No surprise at a venture capital conference, but our moderator asked us all to reflect on the positive business atmosphere for the energy efficiency industry. I was able to point to the very large and ever increasing pool of utility program funding, citing statistics from CEE regarding the number of utilities offering programs and the growth in funding in the US over just the past three or four years.
But what we really wanted to talk about were the market barriers that prevent the vibrancy of energy efficiency implementation efforts.

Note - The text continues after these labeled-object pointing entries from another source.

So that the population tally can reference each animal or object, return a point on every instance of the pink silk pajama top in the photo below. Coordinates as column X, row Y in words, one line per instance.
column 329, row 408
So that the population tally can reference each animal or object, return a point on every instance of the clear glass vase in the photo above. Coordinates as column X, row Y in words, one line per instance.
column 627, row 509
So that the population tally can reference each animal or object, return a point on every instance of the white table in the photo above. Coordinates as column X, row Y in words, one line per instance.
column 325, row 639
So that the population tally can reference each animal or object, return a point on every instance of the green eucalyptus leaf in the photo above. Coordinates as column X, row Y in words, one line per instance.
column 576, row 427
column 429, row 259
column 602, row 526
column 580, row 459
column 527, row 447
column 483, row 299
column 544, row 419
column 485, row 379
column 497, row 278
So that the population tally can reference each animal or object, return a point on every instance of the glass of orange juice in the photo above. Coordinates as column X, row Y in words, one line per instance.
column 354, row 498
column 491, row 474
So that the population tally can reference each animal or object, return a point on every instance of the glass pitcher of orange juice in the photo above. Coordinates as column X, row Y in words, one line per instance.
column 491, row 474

William in particular was quite critical of utilities for having programs that are too difficult for customers to access, and far too confusing given a plethora of program offerings and designs. He also criticized the regulatory environment in the country, where most utilities are doing EE programs because they are told to by their commissions, often to the detriment of their shareholders (given the lack of decoupling).
I put up a reasonable if not impassioned defense, noting that decoupling is the regulatory framework in at least four states, and that utilities have the obligation to meet evaluation and measurement criteria that (negatively, in my mind) informs program design. I do agree, however, that the EM&V community is now doing utilities, their customers, and regulators something of a disservice by micro-managing and second-guessing programs.
We all discussed the split incentive barrier to project implementation, as well as the basic economic conditions we have in this country that make companies focus on very short time horizons to the detriment of long-term decision making.
I tried to slip in a last word at the end about the vital need we have as a society to more aggressively pursue energy efficiency as a resource and as a competitive advantage in the future, but I'm not sure we provided the "oomph" or excitement that was palpable in the other panel discussions.